Recentemente, o Encontro Regional dos Pescadores e das Pescadoras Artesanais da Lagoa dos Patos reuniu, no campus carreiros da Universidade Federal do Rio Grande (Furg), representantes de 44 comunidades pesqueiras de 14 cidades da região. Do evento, foi elaborado, de forma conjunta e participativa, um protocolo de consulta para que estes trabalhadores possam defender territórios e seus modos de vida.

A união entre comunidade pesqueira e pesquisadores têm demonstrado que a integração dos saberes locais com a contribuição da universidade, favorece a conquista e manutenção de direitos, sendo uma via de mão dupla na produção acadêmica.

Entre as diversas pessoas que contribuem para este processo está a professora do Instituto de Ciências Econômicas, Administrativas e Contábeis (Iceac/Furg-SLS), pesquisadora do Laboratório Interdisciplinar MARéSS e coordenadora do projeto de extensão que integrou a construção do protocolo de consulta, Liandra Caldasso. Formada em economia pela Furg, tem especializações em Ciências Sociais e Políticas Públicas, e trabalha com a pesca artesanal há mais de 20 anos.

Como a sua trajetória acadêmica se encontrou com a de pescadores artesanais?

Tenho envolvimento com a temática da pesca artesanal na Lagoa dos Patos, principalmente na área do estuário, desde o período da graduação.
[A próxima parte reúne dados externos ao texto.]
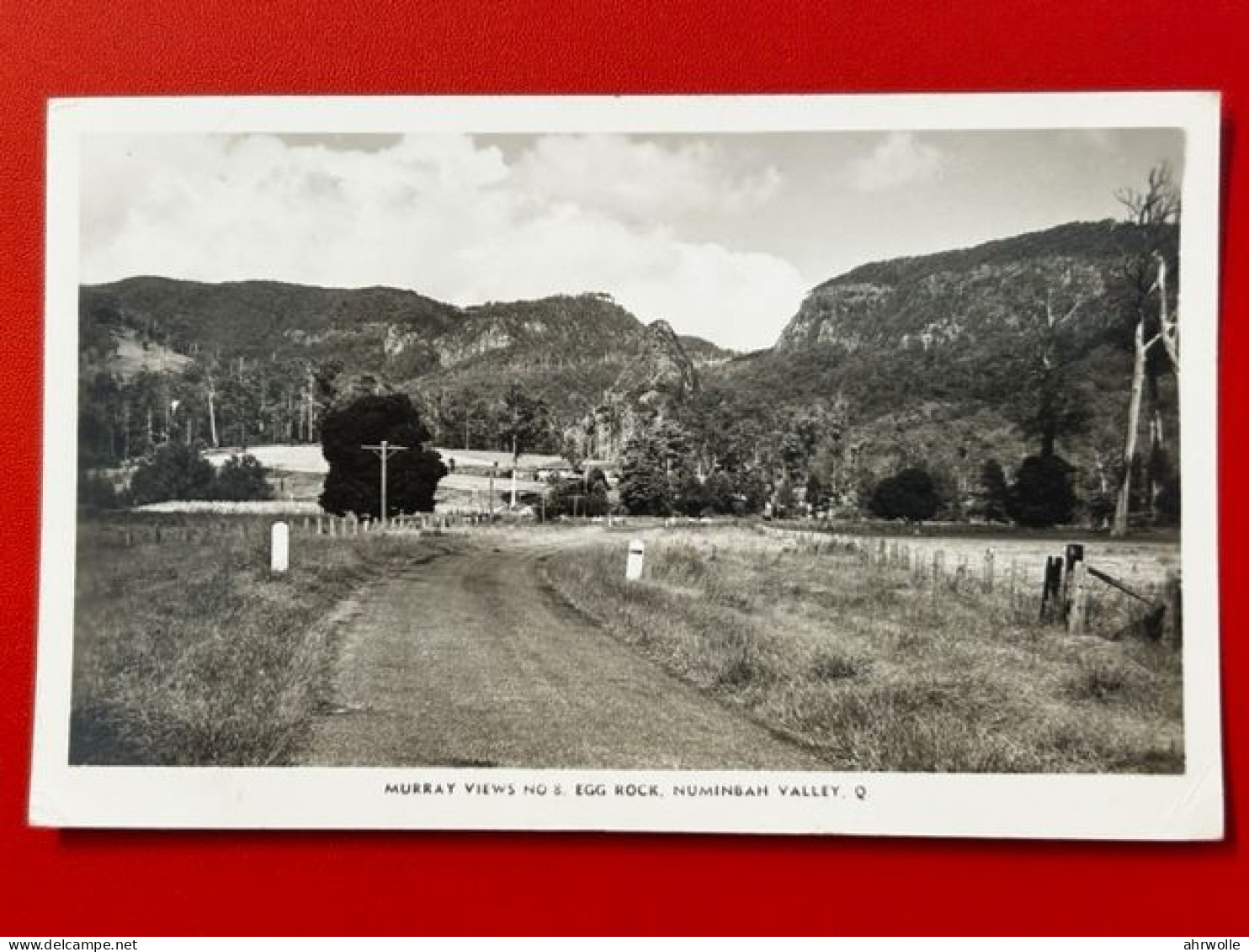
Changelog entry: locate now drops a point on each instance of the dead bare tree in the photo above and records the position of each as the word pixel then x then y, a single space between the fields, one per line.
pixel 1154 210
Venho acompanhando o Fórum da Lagoa dos Patos aqui no sul do Brasil, mas também acompanho o trabalho de outras comunidades pesqueiras na região costeira do Rio de Janeiro e da Bahia, sempre com enfoque na valorização das comunidades pesqueiras, a importância dos pescadores artesanais para a conservação dos recursos naturais e a importância do envolvimento das pescadoras e pescadores na gestão da pesca. Eu sempre defendi nos meus trabalhos que, para que haja o uso sustentável dos recursos pesqueiros, os pescadores e as pescadoras têm que estar envolvidas nas medidas de gestão, eles têm que estar apropriados de como acontece as decisões do que vai afetar a vida deles.

Como foi o trabalho até a elaboração do Protocolo de Consulta das Comunidades Tradicionais Pesqueiras?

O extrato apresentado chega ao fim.